Alternatively, supposing I have a blackbox $pinv(M)$ which computes the pseudo-inverse of M, how could I get the pseudo-inverse of A apart from the trivial (and maybe not really smart) approach of going with $pinv(CUR)$?
Surprisingly (because pseudoinverses only work this way in special cases), it turns out that the answer is $$A^\dagger = R^\dagger U C^\dagger. $$ Perhaps more surprisingly, this is equivalent to $A=CU^\dagger R$. A full characterization of CUR Decompositions is given here (Theorem 4.10): https://arxiv.org/pdf/1903.09698.pdf
A sketch of the proof of what you are asking is as follows:
First note that if rank($U$) = rank($A$), then $A=CU^\dagger R$, so it suffices to show that $A^\dagger = R^\dagger UC^\dagger$ implies that rank$(U)$ = rank($A$).
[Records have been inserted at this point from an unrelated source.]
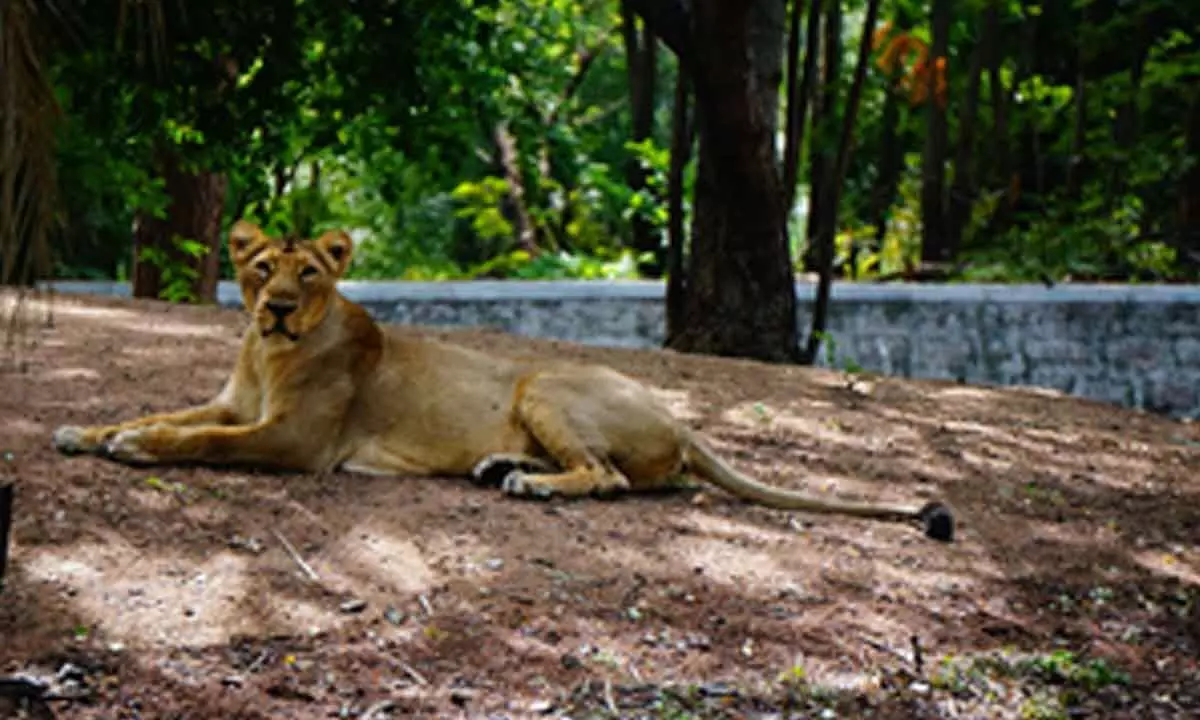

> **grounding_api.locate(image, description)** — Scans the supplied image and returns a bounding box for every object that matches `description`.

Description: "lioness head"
[227,220,354,341]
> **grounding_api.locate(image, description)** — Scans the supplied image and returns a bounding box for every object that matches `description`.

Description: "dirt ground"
[1,291,1198,719]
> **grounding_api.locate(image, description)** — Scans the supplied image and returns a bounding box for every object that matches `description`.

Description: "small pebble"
[698,682,737,698]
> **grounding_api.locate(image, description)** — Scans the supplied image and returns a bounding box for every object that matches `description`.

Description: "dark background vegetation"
[2,0,1199,362]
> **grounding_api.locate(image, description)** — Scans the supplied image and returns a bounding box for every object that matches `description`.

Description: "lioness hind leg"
[502,384,631,500]
[501,466,630,500]
[470,453,557,487]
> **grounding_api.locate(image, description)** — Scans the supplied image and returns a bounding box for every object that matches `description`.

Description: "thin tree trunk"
[782,0,822,214]
[621,1,662,274]
[665,69,694,344]
[867,9,913,257]
[920,0,951,263]
[947,12,987,251]
[987,3,1009,198]
[667,0,798,363]
[1177,92,1200,273]
[833,0,881,198]
[803,0,839,272]
[1108,25,1149,207]
[984,0,1027,237]
[492,122,541,257]
[132,149,228,303]
[1065,3,1086,200]
[803,0,881,364]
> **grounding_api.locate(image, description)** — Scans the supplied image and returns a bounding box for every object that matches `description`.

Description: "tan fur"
[52,222,954,540]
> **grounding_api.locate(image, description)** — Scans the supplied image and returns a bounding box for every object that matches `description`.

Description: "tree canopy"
[3,0,1198,359]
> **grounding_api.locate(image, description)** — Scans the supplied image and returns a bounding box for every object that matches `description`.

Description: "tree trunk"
[621,1,662,274]
[667,0,798,363]
[802,0,839,272]
[782,0,823,215]
[867,9,913,256]
[131,150,228,304]
[1108,25,1149,207]
[983,0,1028,238]
[1065,3,1087,200]
[749,0,787,163]
[987,2,1009,201]
[1179,92,1200,273]
[920,0,951,263]
[492,122,541,257]
[803,0,880,364]
[665,68,694,344]
[947,10,987,251]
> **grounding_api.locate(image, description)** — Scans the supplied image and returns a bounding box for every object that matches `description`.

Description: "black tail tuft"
[918,501,955,543]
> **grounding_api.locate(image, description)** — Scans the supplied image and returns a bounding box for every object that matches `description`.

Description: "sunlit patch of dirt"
[1,292,1198,718]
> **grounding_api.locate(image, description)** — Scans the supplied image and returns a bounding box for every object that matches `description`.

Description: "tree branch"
[547,42,608,127]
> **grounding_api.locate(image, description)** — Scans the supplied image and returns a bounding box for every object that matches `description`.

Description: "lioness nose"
[265,300,297,320]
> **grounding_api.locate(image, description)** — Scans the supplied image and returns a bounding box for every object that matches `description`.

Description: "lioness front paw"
[103,428,161,466]
[52,425,102,456]
[500,471,555,500]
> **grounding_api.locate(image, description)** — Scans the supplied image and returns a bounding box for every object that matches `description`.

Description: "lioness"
[53,221,954,542]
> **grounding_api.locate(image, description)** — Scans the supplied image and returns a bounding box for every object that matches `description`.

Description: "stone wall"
[49,280,1200,419]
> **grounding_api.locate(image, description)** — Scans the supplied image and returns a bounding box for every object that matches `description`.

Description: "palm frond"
[1,0,168,353]
[1,0,62,357]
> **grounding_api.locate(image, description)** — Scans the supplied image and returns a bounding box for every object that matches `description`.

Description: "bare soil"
[1,292,1198,719]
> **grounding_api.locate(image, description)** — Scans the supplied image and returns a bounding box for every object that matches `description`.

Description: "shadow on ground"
[1,292,1198,718]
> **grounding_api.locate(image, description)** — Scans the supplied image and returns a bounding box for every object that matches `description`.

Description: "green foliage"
[471,248,646,280]
[137,235,209,304]
[623,138,671,231]
[836,154,925,278]
[37,0,1200,292]
[1018,650,1131,692]
[451,178,516,242]
[959,189,1177,283]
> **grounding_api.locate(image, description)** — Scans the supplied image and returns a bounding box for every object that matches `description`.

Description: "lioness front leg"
[53,403,238,457]
[103,421,318,471]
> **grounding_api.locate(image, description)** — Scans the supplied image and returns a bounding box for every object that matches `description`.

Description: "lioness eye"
[300,265,319,279]
[254,261,271,278]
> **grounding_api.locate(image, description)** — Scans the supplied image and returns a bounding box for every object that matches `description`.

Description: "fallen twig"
[361,699,396,720]
[861,634,913,667]
[603,679,618,714]
[271,529,320,582]
[399,662,428,686]
[246,650,272,674]
[911,634,925,675]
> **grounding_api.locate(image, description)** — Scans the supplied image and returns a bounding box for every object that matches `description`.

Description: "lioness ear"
[229,220,265,265]
[315,229,353,276]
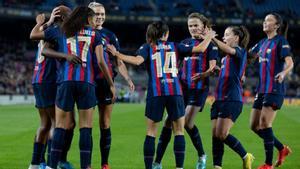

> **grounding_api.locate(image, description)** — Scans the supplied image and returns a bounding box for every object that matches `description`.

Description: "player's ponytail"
[230,25,250,49]
[146,21,169,44]
[62,6,95,38]
[269,13,288,38]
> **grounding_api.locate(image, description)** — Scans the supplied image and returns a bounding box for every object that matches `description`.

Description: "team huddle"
[27,2,294,169]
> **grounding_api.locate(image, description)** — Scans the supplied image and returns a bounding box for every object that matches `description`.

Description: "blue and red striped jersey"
[215,47,247,101]
[137,40,193,99]
[179,38,218,90]
[250,35,291,95]
[94,28,120,80]
[45,26,103,85]
[32,40,57,84]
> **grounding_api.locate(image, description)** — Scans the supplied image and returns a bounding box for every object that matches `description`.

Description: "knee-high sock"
[185,125,205,157]
[212,137,224,167]
[155,127,172,164]
[144,135,155,169]
[79,128,93,169]
[100,128,112,165]
[174,135,185,168]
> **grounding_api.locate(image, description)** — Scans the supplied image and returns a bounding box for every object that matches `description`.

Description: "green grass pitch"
[0,103,299,169]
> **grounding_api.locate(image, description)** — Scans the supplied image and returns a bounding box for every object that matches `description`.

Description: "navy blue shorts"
[95,79,113,105]
[145,96,185,122]
[210,101,243,122]
[253,93,284,111]
[33,83,57,108]
[55,81,96,112]
[183,89,208,112]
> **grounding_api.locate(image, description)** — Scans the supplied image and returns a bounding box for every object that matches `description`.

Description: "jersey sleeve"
[249,40,261,55]
[136,44,150,60]
[208,43,218,60]
[176,42,193,56]
[110,33,121,51]
[94,31,104,47]
[44,25,60,42]
[278,37,292,59]
[234,46,245,59]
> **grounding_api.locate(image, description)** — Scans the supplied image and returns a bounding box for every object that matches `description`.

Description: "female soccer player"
[88,2,134,169]
[152,13,218,169]
[29,6,75,169]
[107,21,216,169]
[249,13,293,169]
[210,26,254,169]
[32,6,115,169]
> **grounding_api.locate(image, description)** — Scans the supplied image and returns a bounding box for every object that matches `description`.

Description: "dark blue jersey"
[45,26,103,85]
[250,35,291,95]
[215,46,247,101]
[94,28,120,80]
[137,40,193,99]
[179,38,218,90]
[32,40,57,84]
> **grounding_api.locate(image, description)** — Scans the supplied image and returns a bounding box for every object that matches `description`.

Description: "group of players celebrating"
[27,2,293,169]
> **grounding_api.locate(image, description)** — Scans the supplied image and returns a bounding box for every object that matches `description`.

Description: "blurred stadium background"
[0,0,299,104]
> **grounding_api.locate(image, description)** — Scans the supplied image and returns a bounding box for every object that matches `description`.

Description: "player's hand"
[127,79,135,92]
[65,54,82,64]
[110,85,116,103]
[191,73,206,82]
[36,14,45,25]
[275,72,285,83]
[46,7,60,26]
[107,44,118,56]
[212,65,221,75]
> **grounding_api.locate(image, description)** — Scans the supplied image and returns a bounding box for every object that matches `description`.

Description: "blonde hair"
[88,2,104,9]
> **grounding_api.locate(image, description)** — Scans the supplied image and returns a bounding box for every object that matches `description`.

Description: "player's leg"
[144,97,165,169]
[99,104,113,168]
[29,108,51,169]
[211,119,224,169]
[46,106,55,167]
[185,105,207,169]
[76,82,96,169]
[29,84,54,169]
[153,116,172,167]
[172,116,185,169]
[95,79,114,169]
[167,96,185,169]
[78,108,94,169]
[58,111,75,169]
[210,101,224,169]
[48,82,75,169]
[216,101,253,169]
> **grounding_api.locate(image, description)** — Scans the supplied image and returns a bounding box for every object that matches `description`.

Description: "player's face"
[188,18,204,38]
[92,6,105,27]
[263,14,279,33]
[223,28,238,47]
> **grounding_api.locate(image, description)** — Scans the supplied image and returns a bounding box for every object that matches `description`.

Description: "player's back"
[57,26,102,84]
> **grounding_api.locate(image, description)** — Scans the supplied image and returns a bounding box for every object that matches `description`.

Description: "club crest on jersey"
[266,49,271,54]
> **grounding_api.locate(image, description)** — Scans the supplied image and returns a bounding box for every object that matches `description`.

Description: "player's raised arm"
[212,26,249,56]
[30,7,60,40]
[30,14,46,40]
[192,29,216,53]
[107,44,145,66]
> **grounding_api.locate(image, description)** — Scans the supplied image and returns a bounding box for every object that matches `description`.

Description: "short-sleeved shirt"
[136,40,193,99]
[94,28,120,80]
[215,46,247,102]
[249,35,291,95]
[179,38,218,90]
[32,40,57,84]
[45,26,103,85]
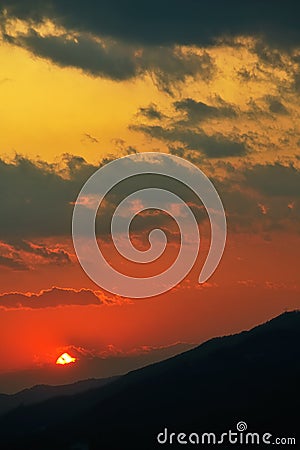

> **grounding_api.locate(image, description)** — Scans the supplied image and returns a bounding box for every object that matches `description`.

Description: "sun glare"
[56,352,77,365]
Now assume $A^\dagger = R^\dagger UC^\dagger$ and note that $$ A = AA^\dagger A = AR^\dagger UC^\dagger A.$$ It follows that rank($A) \leq$ rank($C$), but evidently rank($C) \leq$ rank($A)$, so rank($C$) = rank($A$). By similar argument rank($R$) = rank($A$).
Finally, one must show that if rank($C$) = rank($R$) = rank($A$), then necessarily rank($U$) = rank($A$) which can be done via the SVD of $A$.
The linked article contains many more details of the proof if desired.